Aktualności
Grzegorz Piotrowski
i Alchemik Strings
fot. Henryk Kotowski



ALCHEMIK STRINGS W KLUBIE TYGMONT

Henryk Kotowski



Po ostatnim koncercie 8 marca br. projekt Alchemik Strings powinien rozejrzeć się za większą salą.

Nie piszę „sceną”, bo na scenie w Tygmoncie nigdy nie występowali z tego prostego powodu, że nie zmieściliby się na niej. Siadają w kole na środku sali, a na scenie mogą siedzieć goście, którzy nie mają tremy scenicznej. Wszystkie instrumenty słychać doskonale bez amplifikacji, a kontakt z publicznością jest niemal intymny.

Koncept lidera Grzegorza Piotrowskiego polega na połączeniu konwencjonalnego kwartetu jazzowego z co najmniej dwukrotną ilością instrumentów smyczkowych. Ostatnio ilość smyczków w tych muzycznych spotkaniach jest niemal trzy razy większa niż sam kwartet. Ale skrzypce, altówki i wiolonczele nie dominują, stanowią subtelne tło, tworzą fakturę dźwięku. Dominuje niewielki wymiarami saksofon sopranowy Piotrowskiego, przenikliwy ale nieagresywny. Dynamika muzyki zestawu Alchemik Strings jest bardzo duża – od całkowitej ciszy, przez pianissimo skrzypiec do absolutnego fortissimo bębnów. Robert Luty na perkusji ma niełatwe zadanie by nie zburzyć kameralnej atmosfery. Paweł Kaczmarczyk na fortepianie ma łatwiejsze zadanie, choć potrafi gdy trzeba, wydobyć bardzo silne dźwięki. Wspólnym mianownikiem tej grupy jest to, że są młodzi, wykształceni i mają dobry smak.

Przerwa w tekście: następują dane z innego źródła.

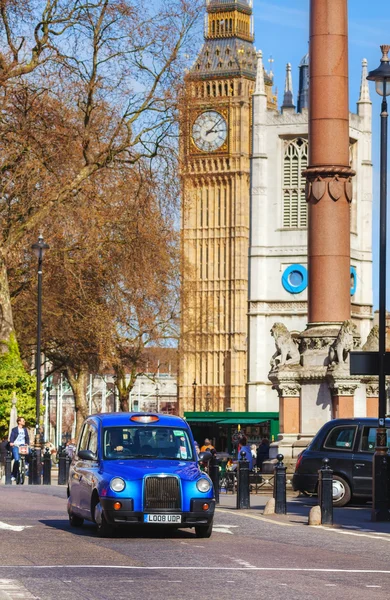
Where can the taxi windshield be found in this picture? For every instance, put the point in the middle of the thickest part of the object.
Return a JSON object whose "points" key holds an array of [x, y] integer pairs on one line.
{"points": [[132, 442]]}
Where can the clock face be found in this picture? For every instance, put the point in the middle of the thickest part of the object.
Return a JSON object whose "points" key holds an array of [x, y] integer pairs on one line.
{"points": [[209, 131]]}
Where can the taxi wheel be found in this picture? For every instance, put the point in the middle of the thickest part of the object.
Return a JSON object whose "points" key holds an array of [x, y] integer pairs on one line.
{"points": [[341, 491], [75, 521], [104, 529], [204, 530]]}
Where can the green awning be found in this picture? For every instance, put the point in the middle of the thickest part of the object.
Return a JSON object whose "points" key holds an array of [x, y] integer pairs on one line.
{"points": [[238, 421]]}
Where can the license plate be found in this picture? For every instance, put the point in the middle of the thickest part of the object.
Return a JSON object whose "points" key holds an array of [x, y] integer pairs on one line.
{"points": [[162, 519]]}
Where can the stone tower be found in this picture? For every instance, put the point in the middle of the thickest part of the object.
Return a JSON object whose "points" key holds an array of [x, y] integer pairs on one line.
{"points": [[216, 147]]}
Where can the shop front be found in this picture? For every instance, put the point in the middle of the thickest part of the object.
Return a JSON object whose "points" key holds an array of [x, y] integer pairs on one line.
{"points": [[224, 428]]}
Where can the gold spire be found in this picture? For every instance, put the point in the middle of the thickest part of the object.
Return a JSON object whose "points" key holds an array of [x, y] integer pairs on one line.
{"points": [[229, 18]]}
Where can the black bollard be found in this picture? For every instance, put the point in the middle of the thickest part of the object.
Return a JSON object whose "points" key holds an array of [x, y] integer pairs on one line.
{"points": [[280, 486], [243, 496], [8, 471], [67, 466], [325, 492], [214, 473], [62, 456], [33, 468], [47, 467]]}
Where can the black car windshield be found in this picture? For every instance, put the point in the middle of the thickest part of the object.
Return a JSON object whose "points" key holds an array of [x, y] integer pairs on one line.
{"points": [[132, 442]]}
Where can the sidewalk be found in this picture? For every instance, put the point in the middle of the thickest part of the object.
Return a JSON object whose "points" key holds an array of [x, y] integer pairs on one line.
{"points": [[354, 517]]}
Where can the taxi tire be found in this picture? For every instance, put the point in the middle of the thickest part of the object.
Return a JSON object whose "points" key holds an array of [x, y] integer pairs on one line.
{"points": [[104, 529], [204, 531], [346, 498], [75, 521]]}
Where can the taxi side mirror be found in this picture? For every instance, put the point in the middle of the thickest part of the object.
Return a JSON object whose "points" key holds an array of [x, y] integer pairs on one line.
{"points": [[205, 456], [86, 455]]}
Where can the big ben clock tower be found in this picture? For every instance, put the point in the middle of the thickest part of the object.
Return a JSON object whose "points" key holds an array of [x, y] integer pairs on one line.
{"points": [[215, 213]]}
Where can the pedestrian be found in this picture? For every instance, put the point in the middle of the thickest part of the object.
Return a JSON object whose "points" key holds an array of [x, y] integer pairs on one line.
{"points": [[19, 437], [245, 448], [70, 448], [207, 446], [262, 453], [3, 454]]}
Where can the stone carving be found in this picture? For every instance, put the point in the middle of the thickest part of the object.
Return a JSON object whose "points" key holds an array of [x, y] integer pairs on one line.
{"points": [[372, 390], [286, 348], [344, 388], [343, 344], [372, 342]]}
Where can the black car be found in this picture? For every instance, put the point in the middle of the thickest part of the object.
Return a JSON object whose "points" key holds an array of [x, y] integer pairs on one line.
{"points": [[349, 444]]}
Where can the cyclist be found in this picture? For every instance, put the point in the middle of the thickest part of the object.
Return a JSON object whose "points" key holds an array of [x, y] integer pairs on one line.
{"points": [[19, 437]]}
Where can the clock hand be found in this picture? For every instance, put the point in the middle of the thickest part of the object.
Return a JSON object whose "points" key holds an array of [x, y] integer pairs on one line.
{"points": [[212, 128]]}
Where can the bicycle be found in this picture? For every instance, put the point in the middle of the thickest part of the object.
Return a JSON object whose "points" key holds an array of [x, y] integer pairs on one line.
{"points": [[21, 472]]}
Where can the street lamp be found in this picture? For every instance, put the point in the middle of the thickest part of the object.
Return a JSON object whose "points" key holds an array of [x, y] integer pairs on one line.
{"points": [[39, 249], [208, 396], [380, 511], [194, 392]]}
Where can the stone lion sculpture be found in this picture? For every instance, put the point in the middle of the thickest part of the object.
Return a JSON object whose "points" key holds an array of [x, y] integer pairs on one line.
{"points": [[343, 344], [372, 342], [286, 348]]}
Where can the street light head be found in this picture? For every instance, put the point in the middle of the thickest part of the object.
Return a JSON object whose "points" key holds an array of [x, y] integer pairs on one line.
{"points": [[381, 75], [40, 247]]}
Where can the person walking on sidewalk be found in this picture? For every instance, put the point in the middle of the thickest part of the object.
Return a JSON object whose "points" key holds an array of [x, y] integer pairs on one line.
{"points": [[19, 437]]}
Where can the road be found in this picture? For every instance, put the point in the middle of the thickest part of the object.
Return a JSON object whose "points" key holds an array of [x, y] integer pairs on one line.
{"points": [[248, 556]]}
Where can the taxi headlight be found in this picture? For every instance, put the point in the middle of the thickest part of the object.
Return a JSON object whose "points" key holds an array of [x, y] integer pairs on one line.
{"points": [[203, 485], [117, 484]]}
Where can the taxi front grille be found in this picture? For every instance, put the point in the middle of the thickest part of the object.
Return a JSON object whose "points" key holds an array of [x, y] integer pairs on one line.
{"points": [[162, 493]]}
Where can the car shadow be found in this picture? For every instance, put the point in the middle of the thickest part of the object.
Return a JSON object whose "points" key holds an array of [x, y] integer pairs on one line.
{"points": [[88, 529]]}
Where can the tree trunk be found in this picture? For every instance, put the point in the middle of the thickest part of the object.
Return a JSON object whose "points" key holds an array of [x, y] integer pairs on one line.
{"points": [[78, 382], [6, 320]]}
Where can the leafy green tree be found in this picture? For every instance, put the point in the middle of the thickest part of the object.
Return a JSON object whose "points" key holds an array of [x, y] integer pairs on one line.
{"points": [[15, 379]]}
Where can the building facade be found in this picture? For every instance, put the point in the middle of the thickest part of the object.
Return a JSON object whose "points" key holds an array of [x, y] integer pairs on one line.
{"points": [[279, 221], [216, 147]]}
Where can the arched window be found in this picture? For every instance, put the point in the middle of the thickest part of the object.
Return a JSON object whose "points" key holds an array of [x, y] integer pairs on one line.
{"points": [[294, 199]]}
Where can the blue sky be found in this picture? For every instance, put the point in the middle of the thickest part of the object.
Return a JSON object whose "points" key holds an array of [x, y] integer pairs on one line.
{"points": [[282, 31]]}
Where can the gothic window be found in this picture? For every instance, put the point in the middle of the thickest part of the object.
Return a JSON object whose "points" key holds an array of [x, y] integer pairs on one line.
{"points": [[352, 162], [294, 199]]}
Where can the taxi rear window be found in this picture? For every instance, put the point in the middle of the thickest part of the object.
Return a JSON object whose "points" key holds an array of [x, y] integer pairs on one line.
{"points": [[132, 442]]}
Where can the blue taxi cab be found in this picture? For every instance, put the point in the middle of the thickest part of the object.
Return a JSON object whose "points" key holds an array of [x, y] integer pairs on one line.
{"points": [[139, 469]]}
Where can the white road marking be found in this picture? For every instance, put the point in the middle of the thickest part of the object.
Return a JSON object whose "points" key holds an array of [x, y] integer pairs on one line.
{"points": [[186, 568], [248, 516], [355, 533], [13, 527], [13, 589], [219, 529]]}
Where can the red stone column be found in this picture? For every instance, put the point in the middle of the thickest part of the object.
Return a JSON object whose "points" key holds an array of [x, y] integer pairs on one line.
{"points": [[329, 185]]}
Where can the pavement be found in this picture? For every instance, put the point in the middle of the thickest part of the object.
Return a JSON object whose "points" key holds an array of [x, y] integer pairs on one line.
{"points": [[354, 517], [277, 557]]}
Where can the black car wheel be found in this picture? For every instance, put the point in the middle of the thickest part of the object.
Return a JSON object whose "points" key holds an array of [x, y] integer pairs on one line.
{"points": [[341, 491], [204, 531], [75, 521]]}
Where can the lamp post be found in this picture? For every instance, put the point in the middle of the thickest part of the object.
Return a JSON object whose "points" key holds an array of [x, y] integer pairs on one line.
{"points": [[39, 249], [208, 396], [194, 395], [380, 511]]}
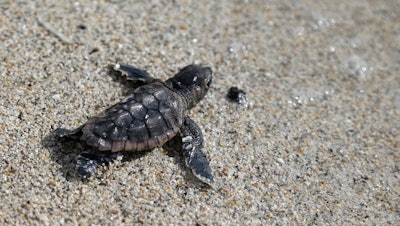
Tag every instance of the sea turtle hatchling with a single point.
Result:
(153, 114)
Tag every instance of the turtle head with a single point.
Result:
(193, 82)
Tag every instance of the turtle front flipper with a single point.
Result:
(61, 132)
(133, 73)
(88, 163)
(195, 159)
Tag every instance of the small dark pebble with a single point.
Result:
(238, 95)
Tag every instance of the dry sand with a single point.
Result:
(317, 143)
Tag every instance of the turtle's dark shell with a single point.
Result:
(148, 118)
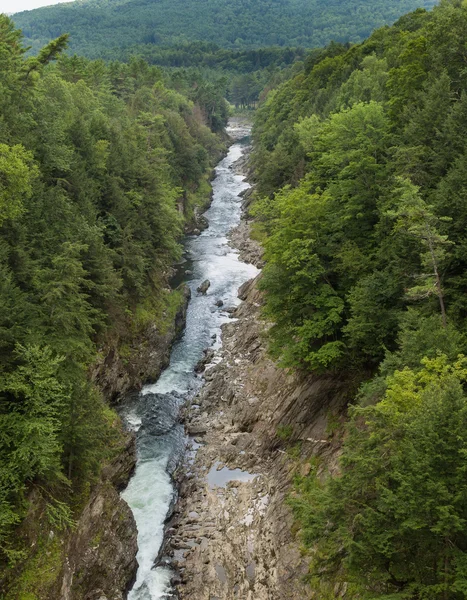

Nie jest to muzyka stricte jazzowa, raczej misterium tkania płótna malarskiego i nakładania nań kolejnych warstw farby, zarzucania tiulu na publiczność, napełniania sali alchemicznymi oparami. Zwolennicy tradycyjnego i konwencjonalnego jazzu mogą być zawiedzeni. Brzmienie Alchemika pobudza wyobraźnię, sięga do podświadomości, może być doskonałym uzupełnieniem obrazów impresjonistycznych, przedstawień teatralnych lub filmów. Inspiracja pochodzi, jak to często bywa, z ludowej muzyki różnych rejonów. Muzyka to ciągłość, cały czas ktoś inspiruje kogoś innego, niektórym udaje się stworzyć coś co podoba się bardziej niż pierwowzór, niektórym nie udaje się to.

Skłonności Grzegorza Piotrowskiego do wykorzystywania smyczków nie są nowe. Płyta „Strefa szeptów” z 2001 roku nagrana była z kwartetem smyczkowym. Jednak pierwsze lata Alchemika pod koniec lat 90. to skład w sekstecie z trąbką i puzonem, nagrodzony na festiwalu Jazz nad Odrą w 1997. Równolegle z projektem Alchemik Strings prowadzi Grzegorz Piotrowski także Big Band.

Koncert 8 marca 2009 został zarejestrowany na wideo i prawdopodobnie będzie dostępny w cyfrowej formie audiowizualnej, lecz to nie to samo co uczestniczenie samemu w seansie.